Statistical Computing Seminars

R is often praised for its graphics. I think R is good at graphics for the same reason it is good at anything else—it’s flexible. People just like to customize graphs more than they like to customize statistical models. But as my old boss used to say, “there is no free lunch”. R is powerful and flexible but using it takes time. R is, strictly speaking, not a statistical package; it is a language and environment for statistical computing. Finally, a word of advice, you will have a lot more fun if you start playing around with R when you do not need it then if you start when you need to accomplish task X by some deadline.

Graphics systems in R

Many people have outlined the differents graphics systems in R. What follows is not entirely accurate, but hopefully is a useful way to think.

Traditional (“base”) Graphics

Grid Graphics

  • lattice: implementation of trellis plots (William Cleveland)
  • ggplot2: implementatioon of the Grammar of Graphics (Leland Wilkinson)

Other-useful-but-less-common-or-mainstream stuff

This seminar focuses on traditional graphics. It is part of a series that covers traditional, ggplot2, and lattice.

Graphs covered

This page covers a few basic graphs:

I put bar plots and piecharts in italics and at the end because I belive they are overused and generally inefficient at communicating data.

Box Plots

Precise implementations vary, but essentially box plots have a box with the top being the upper quartile, the bottom being the lower quartile, a line for the median somehwere inside the box, and “whiskers” extending the range of the data. R also has the option to add “notches”, these are based off the interquartile range (IQR) and are meant to be somewhat like a confidence interval around the medians. We will work with a simulated data set.

set.seed(1)  # so this is reproducible
## data frame with variable, xn ~N(0, 1)
d <- data.frame(xn = rnorm(1000, mean = 0, sd = 1))

## basic boxplot---looks nice
boxplot(d$xn)

## with the notch
boxplot(d$xn, notch = TRUE)

We can see that there are a few “outliers” (the points beyond the whiskers of the boxplot), but given normal data, it looks very nice. Next we will look at a binomial distribution with 5 trials (like an in class pop quiz, with 5 true/false questions). We also add a variable, attend, that indicates whether students attended the last class.

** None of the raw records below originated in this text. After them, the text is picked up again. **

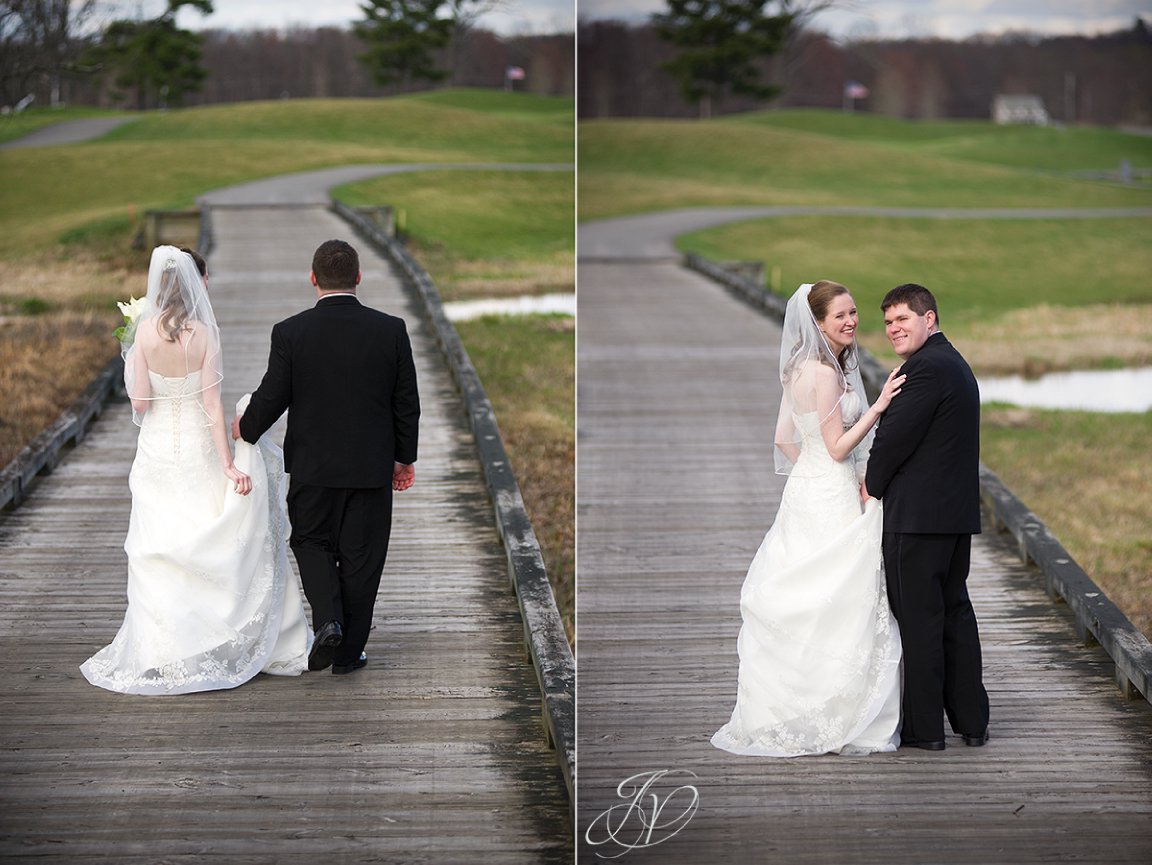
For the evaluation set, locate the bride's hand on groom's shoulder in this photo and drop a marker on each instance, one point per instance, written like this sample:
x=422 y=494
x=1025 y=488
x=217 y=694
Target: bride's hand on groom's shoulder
x=402 y=477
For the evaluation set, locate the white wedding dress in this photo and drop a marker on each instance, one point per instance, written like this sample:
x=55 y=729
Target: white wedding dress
x=819 y=651
x=211 y=598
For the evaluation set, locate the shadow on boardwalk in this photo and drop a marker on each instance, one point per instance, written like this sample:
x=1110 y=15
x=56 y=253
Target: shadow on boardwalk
x=677 y=395
x=434 y=753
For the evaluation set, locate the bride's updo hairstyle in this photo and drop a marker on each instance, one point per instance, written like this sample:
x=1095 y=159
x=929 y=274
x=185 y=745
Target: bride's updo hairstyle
x=819 y=298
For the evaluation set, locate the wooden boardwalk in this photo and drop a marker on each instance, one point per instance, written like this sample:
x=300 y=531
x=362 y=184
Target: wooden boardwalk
x=434 y=753
x=677 y=395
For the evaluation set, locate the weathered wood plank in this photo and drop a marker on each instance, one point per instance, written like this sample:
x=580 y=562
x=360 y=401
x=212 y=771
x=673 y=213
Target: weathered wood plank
x=433 y=753
x=677 y=395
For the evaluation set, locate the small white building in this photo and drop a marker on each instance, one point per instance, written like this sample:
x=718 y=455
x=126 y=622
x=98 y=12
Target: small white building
x=1020 y=108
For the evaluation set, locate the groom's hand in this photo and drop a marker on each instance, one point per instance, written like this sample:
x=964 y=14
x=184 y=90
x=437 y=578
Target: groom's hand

d$attend <- factor(rep(0:1, each = 500), labels = c("absent",
    "present"))
## set seed to make reproducible and add to boxplot
set.seed(1)
## xb (first 500) ~ B(5, .5) and xb (last 500) ~ B(5,
#   .8)
d$xb <- c(rbinom(500, 5, 0.5), rbinom(500, 5,
    0.8))

## notched box plot as before
boxplot(d$xb, notch = TRUE)

## we can also use a formula interface to get separate
#   plots by attendance
boxplot(xb ~ attend, data = d)

Histograms

Box plots are nice and show at least 5 pieces of information for each variable, but it is not always easy to tell the distribution of a variable from them. To look at distributions, we can try a histogram. Histograms bin data by counting the number of observations falling within a certain range, and present the frequency (or probability).

## basic histogram
hist(d$xn)

## increase the number of bins (increases resolution)
hist(d$xn, breaks = 25)

Instead of plotting the frequencies, we can plot the probabilities. We will also give it better labels. Greek letters (mu and sigma) can be added by placing them in an expression(). This works for titles, axis labels, and text directly added to plots.

hist(d$xn, breaks = 25, prob = TRUE, main = expression(paste("Histogram of ~N(",
    mu, "=0, ", sigma, "=1)")), xlab = "X")


## Now examining the 'quiz' data
hist(d$xb, main = "Pop Quiz Results", xlab = "Number Correct")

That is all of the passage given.